Pytany był o opinię dr Franciszka Rakowskiego z Interdyscyplinarnego Centrum Modelowania Matematycznego i Komputerowego UW, który mówił, że patrząc na liczbę ozdrowieńców powinniśmy w krótkim terminie starać się zaszczepić jeszcze 30 procent populacji, bo wtedy istnieje szansa, że osób, które będą przynajmniej częściowo odporne na COVID-19 będzie powyżej 55 procent, a to by oznaczało, że istnieje szansa na odporność populacyjną.
Dr Sutkowski stwierdził, że "cel jest dobrze określony", ale by takie założenie wykonać, należałoby mieć pewność, że szczepi się osoby, które nie były jeszcze chore na COVID-19. - Należałoby robić badania na przeciwciała, wiedzieć, kto chorował a kto nie. Nie jest to takie proste, bo część z nas przechorowała bezobjawowo i o tym nie wie - zaznaczył gość TVN24.

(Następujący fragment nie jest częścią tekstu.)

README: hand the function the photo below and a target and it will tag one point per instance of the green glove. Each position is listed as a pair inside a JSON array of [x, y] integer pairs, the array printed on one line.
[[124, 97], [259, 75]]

Dodał, że najpierw będą szczepione osoby, które są z grup ryzyka, a to może też nie wystarczyć. Dlatego - mówił - "ważne jest jak największe szczepienie populacyjne". Zgodził się, że każda liczba osób zaszczepionych, "niech to będzie 5 milionów, 10 milionów, to i tak będzie sukces".
- Moim zdaniem problem tkwi generalnie w głowie, w tym, że nie chcemy się szczepić - ocenił. - Jeżeli zaszczepi się 10 milionów, a odporność będzie miało kolejne 5 czy 7 milionów, to już będzie duża wartość, jeśli chodzi o odporność populacyjną, choć nie będzie ona pełna - mówił dr Sutkowski.
Dr Sutkowski: bardziej realne 2,5 miliona szczepień miesięcznie
Zauważył, że zakłada się wykonywanie 3,4 miliona szczepień miesięcznie, ale , jak dodał, "w takiej sytuacji, kiedy wszyscy by się zgłaszali, kiedy byłby rzeczywiście duży boom". - Ten boom może być w pierwszym, drugim miesiącu. Przypuszczam, że później ten zapał będzie się stopniowo zmniejszał. Wydaje mi się, że bardziej realne będzie 2,5 miliona (miesięcznie - red.). To i tak byłoby nieźle - ocenił.
- Chciałbym, żeby było inaczej, żeby te wartości były wyższe. Wtedy do wakacji problem będzie mniejszy, ale będzie. Wszystkiego oczywiście jeszcze nie załatwimy - wyjaśnił.